Other Option: Trea Turner ($5,400)
Kolten Wong, Milwaukee Brewers at San Francisco Giants ($3,800) — The implied team total for the Brewers is low (4 runs), so a Brewers stack is unlikely, but cheap lefties vs. Cueto does not seem like a bad idea. Wong has a .340 wOBA, .174 ISO, 112 wRC+ and a 35% hard contact rate against right-handed pitching.
Other Option: DJ LeMahieu ($)
Editor’s Note: Astros 3B Alex Bregman is not in the starting lineup vs. the Mariners.
Alex Bregman, Houston Astros at Seattle Mariners ($5,000) — Since returning form the IL, Bregman has done very little to justify his price tag — four singles and a double are nice, but they’re not winning GPPs. Most DFS players will take a wait-and-see approach and that means opportunistic DFS players will get low ownership on a high upside player. If we look closer at Bregman’s at-bats, we’ll find a 58.3% hard contact rate and a 50% fly ball rate. Forget about the singles, home runs are coming.
Other Option: Justin Turner ($4,700)
Rougned Odor, New York Yankees at Los Angeles Angels ($3,100) — Jose Quintana ($5,100) is a starter again and he probably should not be. At times, Quintana is an elite strikeout pitcher, but more often than not, he gets beat around — 4.91 FIP in his last three appearances. Odor has .335 wOBA and a .227 ISO against left-handed pitching.
Other Option: Kyle Seager ($4,000)
Xander Bogaerts, Boston Red Sox at Tampa Bay Rays ($5,800) — The problem with Bogaerts — from the DFS perspective — is that he does not elevate the ball enough. DFS players want home runs not line drives. Bogaerts’ match up against Luis Patino ($7,200) is a great opportunity for Bogaerts to club his 21st home run of the season because Patino is allowing a 52% fly ball rate and 1.6 HR/9 to right-handed batters.
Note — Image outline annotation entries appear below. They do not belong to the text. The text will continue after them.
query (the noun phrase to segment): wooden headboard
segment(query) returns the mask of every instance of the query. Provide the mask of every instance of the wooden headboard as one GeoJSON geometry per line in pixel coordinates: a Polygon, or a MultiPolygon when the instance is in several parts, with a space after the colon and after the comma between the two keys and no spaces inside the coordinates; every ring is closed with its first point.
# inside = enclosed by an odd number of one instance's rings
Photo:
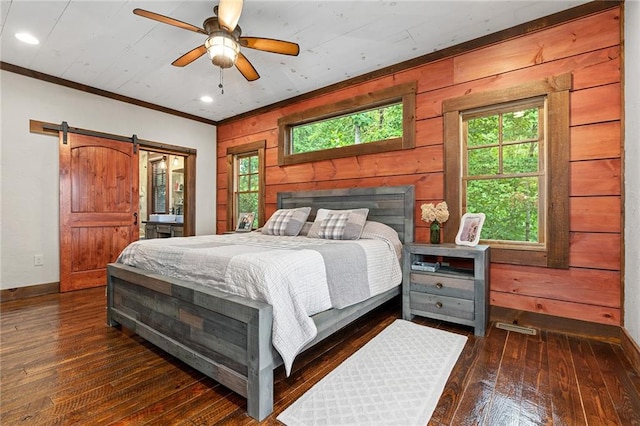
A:
{"type": "Polygon", "coordinates": [[[403,243],[413,242],[415,189],[408,186],[345,188],[278,193],[278,208],[311,207],[309,220],[319,208],[344,210],[368,208],[367,220],[389,225],[403,243]]]}

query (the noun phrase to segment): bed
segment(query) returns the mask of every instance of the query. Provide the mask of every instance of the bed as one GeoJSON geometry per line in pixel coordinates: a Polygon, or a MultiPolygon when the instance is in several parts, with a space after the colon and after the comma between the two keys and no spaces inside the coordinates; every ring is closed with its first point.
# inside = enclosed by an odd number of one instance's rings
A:
{"type": "MultiPolygon", "coordinates": [[[[277,203],[278,209],[311,207],[310,218],[319,208],[368,208],[367,220],[392,227],[403,243],[413,241],[413,186],[283,192],[277,203]]],[[[108,265],[107,278],[108,325],[134,331],[242,395],[249,416],[263,420],[273,411],[273,369],[284,361],[272,342],[272,305],[120,263],[108,265]]],[[[400,292],[394,286],[313,315],[316,334],[302,350],[400,292]]]]}

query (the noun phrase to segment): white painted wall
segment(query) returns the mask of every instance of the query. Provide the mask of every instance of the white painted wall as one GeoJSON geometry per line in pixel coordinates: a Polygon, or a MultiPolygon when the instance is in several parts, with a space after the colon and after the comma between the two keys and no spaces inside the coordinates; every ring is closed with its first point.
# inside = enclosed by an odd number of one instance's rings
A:
{"type": "Polygon", "coordinates": [[[640,2],[624,4],[624,327],[640,345],[640,2]]]}
{"type": "Polygon", "coordinates": [[[215,126],[0,73],[0,289],[60,280],[58,140],[30,133],[30,119],[195,148],[196,234],[215,233],[215,126]]]}

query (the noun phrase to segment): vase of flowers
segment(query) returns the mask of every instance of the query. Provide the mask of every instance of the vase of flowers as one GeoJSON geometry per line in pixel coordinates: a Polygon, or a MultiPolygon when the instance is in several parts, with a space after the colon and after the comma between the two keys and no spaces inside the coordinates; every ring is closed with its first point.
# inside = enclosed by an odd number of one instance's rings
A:
{"type": "Polygon", "coordinates": [[[422,220],[431,223],[429,225],[429,240],[431,244],[440,244],[442,224],[449,219],[447,202],[443,201],[435,206],[433,203],[423,204],[420,208],[422,209],[422,220]]]}

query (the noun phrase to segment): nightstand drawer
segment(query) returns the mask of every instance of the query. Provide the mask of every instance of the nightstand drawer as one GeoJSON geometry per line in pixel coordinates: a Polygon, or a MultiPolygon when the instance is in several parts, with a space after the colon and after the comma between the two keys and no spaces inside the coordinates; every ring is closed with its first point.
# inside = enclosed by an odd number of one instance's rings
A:
{"type": "Polygon", "coordinates": [[[475,319],[473,300],[412,291],[410,304],[411,311],[417,315],[424,312],[466,320],[475,319]]]}
{"type": "Polygon", "coordinates": [[[473,300],[473,279],[411,273],[411,291],[473,300]]]}
{"type": "Polygon", "coordinates": [[[159,234],[171,234],[171,225],[156,225],[156,232],[159,234]]]}

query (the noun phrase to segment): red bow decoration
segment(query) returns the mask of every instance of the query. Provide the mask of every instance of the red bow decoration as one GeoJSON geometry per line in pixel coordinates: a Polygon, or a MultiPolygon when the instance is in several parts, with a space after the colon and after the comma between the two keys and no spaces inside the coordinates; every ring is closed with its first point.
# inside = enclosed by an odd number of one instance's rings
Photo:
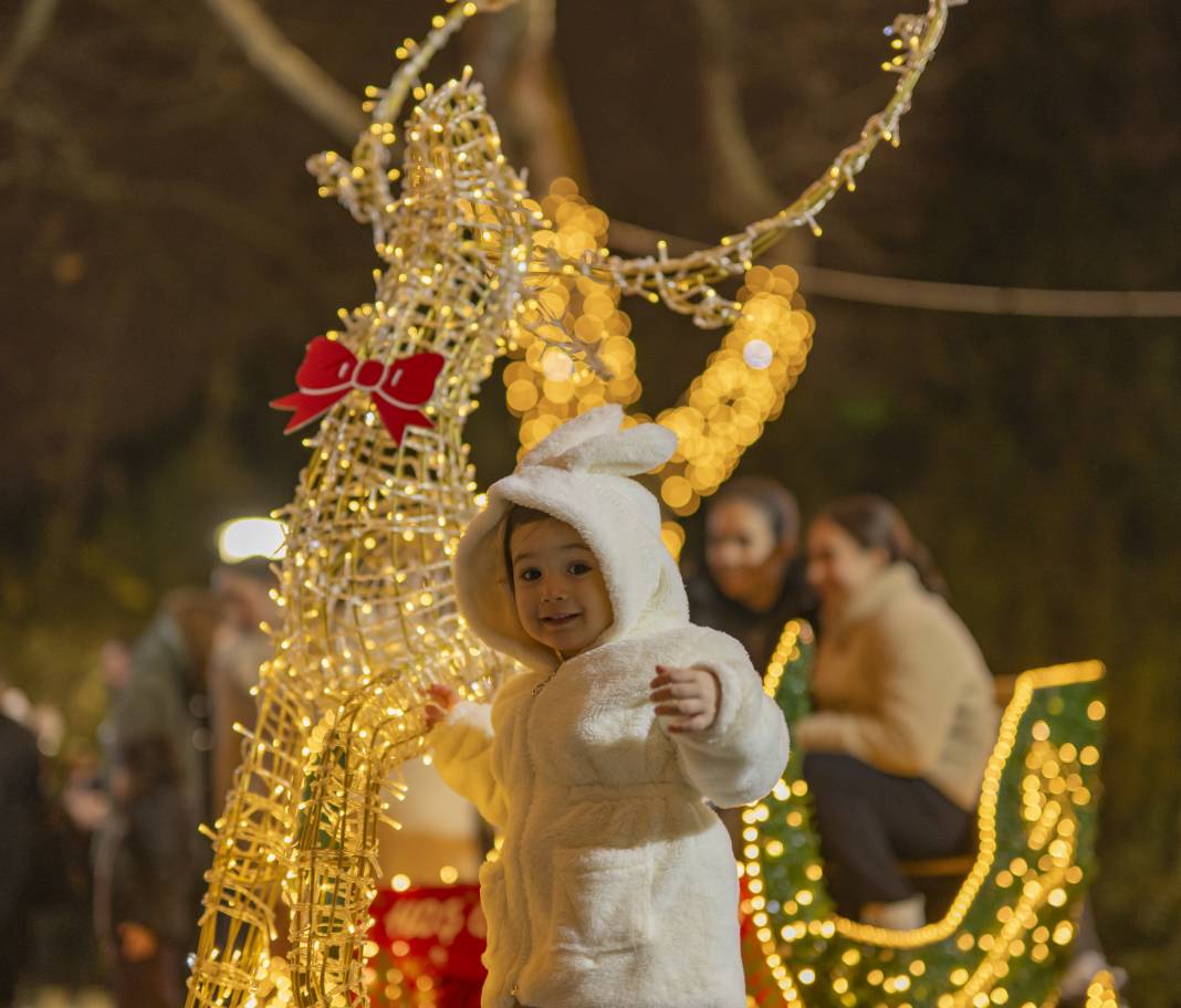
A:
{"type": "Polygon", "coordinates": [[[400,445],[407,426],[435,426],[418,407],[435,393],[444,362],[443,355],[437,353],[419,353],[390,364],[358,360],[348,347],[317,336],[308,343],[307,355],[295,372],[299,392],[275,399],[270,405],[276,410],[295,411],[283,428],[283,433],[289,434],[322,417],[358,388],[370,393],[390,437],[400,445]]]}

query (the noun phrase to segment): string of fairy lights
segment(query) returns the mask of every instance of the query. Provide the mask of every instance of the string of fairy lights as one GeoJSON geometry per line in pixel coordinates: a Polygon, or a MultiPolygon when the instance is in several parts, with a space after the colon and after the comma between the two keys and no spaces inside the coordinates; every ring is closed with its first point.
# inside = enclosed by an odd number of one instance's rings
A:
{"type": "MultiPolygon", "coordinates": [[[[764,679],[789,721],[808,707],[809,650],[807,624],[790,623],[764,679]]],[[[1102,675],[1083,662],[1020,676],[985,771],[976,862],[947,914],[914,931],[834,915],[808,787],[789,765],[744,811],[745,909],[776,999],[792,1008],[1052,1001],[1094,865],[1102,675]]],[[[1110,1008],[1110,976],[1088,997],[1110,1008]]]]}

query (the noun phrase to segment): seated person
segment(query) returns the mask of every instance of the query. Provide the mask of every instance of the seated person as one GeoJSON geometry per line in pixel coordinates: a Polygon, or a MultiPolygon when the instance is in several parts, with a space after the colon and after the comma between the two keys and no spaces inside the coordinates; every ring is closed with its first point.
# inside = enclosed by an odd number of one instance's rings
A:
{"type": "Polygon", "coordinates": [[[924,897],[900,862],[971,847],[999,722],[992,680],[887,500],[836,502],[811,523],[807,550],[824,634],[816,712],[794,740],[807,753],[829,888],[844,916],[919,928],[924,897]]]}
Other Option: Bo Bichette ($5,300)
Nick Maton, Philadelphia Phillies at Washington Nationals ($2,800) — On Sunday, Maton returned to the big leagues with Didi Gregorious going on the paternity list. Before getting sent down, Maton was a below average hitter, but that’s not terrible for a rookie middle-infielder. In Triple-A, Maton did not respond well to his demotion and was terrible, so this is a straight punt.
Other Option: Andrew Velazquez ($2,000)
Bryce Harper, Philadelphia Phillies at Washington Nationals ($6,400) — As always, Harper is crushing right-handed pitching this season — .447 wOBA (second), .345 ISO (fourth), 182 wRC+ (second) and a 48% hard contact rate (second). He ranks at the top of every important category against right-handed pitching, so he’s basically the best hitter in baseball this season. On Monday night, he faces a prospect that is learning the ropes the hard way — Josiah Gray ($8,800) has surrendered a .250 ISO, 36% hard contact rate, 57% fly ball rate and 2.5 HR/9 to left-handed batters.
Other Option: Aaron Judge ($5,400)
Jake Meyers, Houston Astros at Seattle Mariners ($2,500) — Since becoming an every day player a couple weeks ago, Meyers has become the player that Houston fans were expecting. In 61 at-bats as a regular, he has a .391 wOBA, .224 ISO and a 155 wRC+. It’s amazing that more people are not talking about him and that his price has not budged this month.